Las sectas budistas, debilitadas por la actitud pacífica y mundana del shogunato, que les había otorgado privilegios hereditarios, fueron completamente incapaces de asimilar esta energía despertada del sintoísmo, y a este hecho debemos la triste destrucción y dispersión de los tesoros de los templos y monasterios budistas, cuando los monjes y sacerdotes se vieron obligados a convertirse al sintoísmo bajo amenazas de aniquilación inmediata. De hecho, el celo de los nuevos conversos a menudo añadió la antorcha de la destrucción a esta pira funeraria de conversión forzada.

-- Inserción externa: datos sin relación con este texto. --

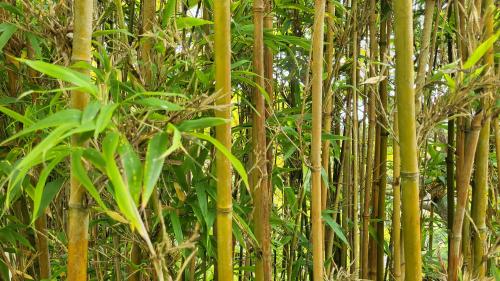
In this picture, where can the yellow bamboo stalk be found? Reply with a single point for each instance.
(396, 216)
(480, 203)
(148, 19)
(317, 90)
(222, 21)
(78, 212)
(263, 268)
(370, 143)
(355, 134)
(423, 57)
(403, 31)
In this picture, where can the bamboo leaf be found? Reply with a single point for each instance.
(80, 174)
(480, 51)
(104, 118)
(336, 228)
(6, 30)
(41, 192)
(201, 123)
(153, 164)
(156, 103)
(132, 168)
(50, 191)
(16, 116)
(188, 22)
(63, 73)
(234, 161)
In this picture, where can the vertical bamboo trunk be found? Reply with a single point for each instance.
(396, 216)
(78, 212)
(317, 85)
(462, 195)
(497, 146)
(382, 177)
(259, 173)
(346, 177)
(480, 191)
(268, 76)
(355, 133)
(480, 203)
(148, 20)
(371, 135)
(327, 117)
(42, 246)
(423, 57)
(403, 33)
(222, 21)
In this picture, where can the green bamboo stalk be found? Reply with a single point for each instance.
(396, 216)
(263, 268)
(317, 89)
(355, 189)
(370, 142)
(78, 211)
(222, 21)
(480, 203)
(423, 57)
(403, 32)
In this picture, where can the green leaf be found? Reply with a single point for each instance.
(335, 227)
(176, 140)
(81, 176)
(104, 118)
(99, 33)
(16, 116)
(50, 191)
(11, 9)
(90, 111)
(153, 164)
(7, 30)
(176, 225)
(63, 73)
(122, 195)
(157, 103)
(480, 51)
(132, 168)
(201, 123)
(63, 117)
(187, 22)
(168, 12)
(40, 190)
(234, 161)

La segunda causa del despertar nacional fue, sin duda, el portentoso peligro con el que las incursiones occidentales en suelo asiático amenazaban nuestra independencia nacional. Gracias a los comerciantes holandeses, que nos mantenían informados de los acontecimientos del mundo exterior, supimos del poderoso brazo de conquista que Europa extendía hacia Oriente.

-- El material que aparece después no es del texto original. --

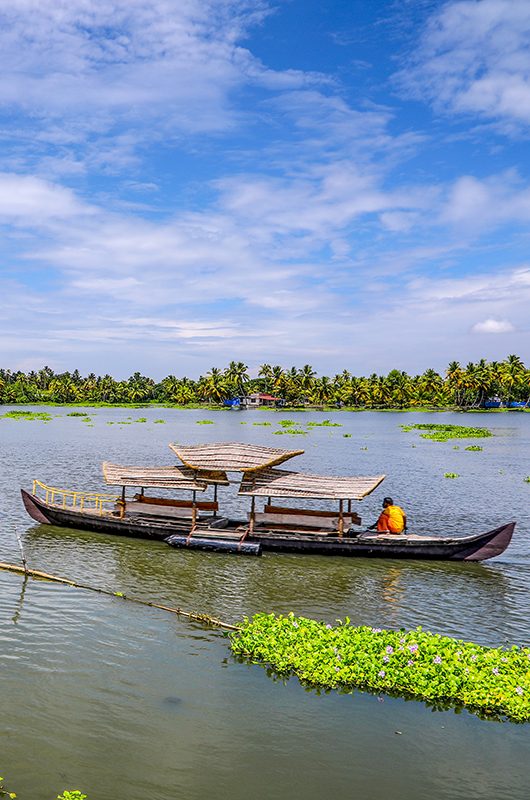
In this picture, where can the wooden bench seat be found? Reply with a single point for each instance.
(287, 517)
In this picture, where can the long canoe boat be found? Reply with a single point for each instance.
(197, 524)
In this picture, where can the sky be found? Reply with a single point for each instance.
(335, 182)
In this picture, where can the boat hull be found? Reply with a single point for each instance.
(477, 547)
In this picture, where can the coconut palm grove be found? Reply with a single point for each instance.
(475, 385)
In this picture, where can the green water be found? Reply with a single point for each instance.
(130, 703)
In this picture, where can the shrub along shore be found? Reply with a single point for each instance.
(459, 387)
(493, 682)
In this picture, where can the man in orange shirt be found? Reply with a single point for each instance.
(392, 519)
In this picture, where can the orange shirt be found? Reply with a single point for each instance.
(393, 519)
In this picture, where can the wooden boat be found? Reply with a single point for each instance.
(197, 524)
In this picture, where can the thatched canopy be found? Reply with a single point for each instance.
(231, 456)
(284, 483)
(173, 477)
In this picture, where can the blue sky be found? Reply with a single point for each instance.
(335, 182)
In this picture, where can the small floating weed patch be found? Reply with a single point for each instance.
(31, 415)
(441, 433)
(494, 682)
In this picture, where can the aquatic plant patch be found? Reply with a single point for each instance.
(441, 433)
(492, 681)
(327, 423)
(30, 415)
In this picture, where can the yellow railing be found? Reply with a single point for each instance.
(79, 501)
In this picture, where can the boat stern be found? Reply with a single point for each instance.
(33, 507)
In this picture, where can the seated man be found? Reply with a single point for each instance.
(392, 519)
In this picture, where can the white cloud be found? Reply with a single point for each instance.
(493, 326)
(473, 58)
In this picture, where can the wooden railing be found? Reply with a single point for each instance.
(78, 501)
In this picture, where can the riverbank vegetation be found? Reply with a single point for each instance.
(494, 682)
(442, 433)
(459, 387)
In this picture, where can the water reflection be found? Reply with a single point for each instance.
(471, 601)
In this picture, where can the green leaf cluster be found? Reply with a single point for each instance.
(441, 433)
(494, 682)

Vimos a la India, la tierra santa de nuestros recuerdos más sagrados, perder su independencia por su apatía política, su falta de organización y las mezquinas envidias de intereses rivales: una triste lección que nos hizo profundamente conscientes de la necesidad de la unidad a cualquier precio. La guerra del opio en China y la sucumbencia gradual de las naciones orientales, una a una, a la sutil fuerza mágica que los barcos negros trajeron de los mares, trajeron de vuelta la temible imagen de la Armada Tártara, llamando a las mujeres a rezar y a los hombres a pulir sus espadas, ahora gimiendo en el óxido de tres siglos de paz. Hay un soneto breve pero significativo de Komeitenno, el augusto padre de la actual Majestad, a cuya perspicaz penetración Japón debe mucho. [ p. 213 ] de su grandeza moderna, que dice: «Haz lo mejor que puedas con todas tus fuerzas. Luego arrodíllate a solas y reza por el viento divino de Isé, que hizo retroceder a la flota tártara», lleno de la hombría autosuficiente de la nación. Las hermosas campanas de los templos, acostumbradas a vibrar la música del reposo y el amor, fueron arrancadas de sus antiguos campanarios para fundir los cañones que defendían las costas. Las mujeres arrojaron sus espejos al mismo horno ardiente, que bullía con fuego patriótico. Sin embargo, los poderosos al mando del estado eran muy conscientes de los peligros que aguardaban al país si se lanzaba precipitadamente o sin el equipo necesario a un desafío bélico a los llamados bárbaros occidentales. Les correspondía luchar y contener lentamente el torrente enloquecedor del entusiasmo samurái, mientras intentaban, no obstante, abrir el país a las relaciones con Occidente. Muchos, como Iikamon, sacrificaron sus vidas al declarar que la nación no estaba preparada para una autoafirmación temeraria. Les debo una gratitud eterna, así como a la embajada armada de Estados Unidos, cuya política nacional nos abrió las puertas con un espíritu de ilustración que no era egocentrismo.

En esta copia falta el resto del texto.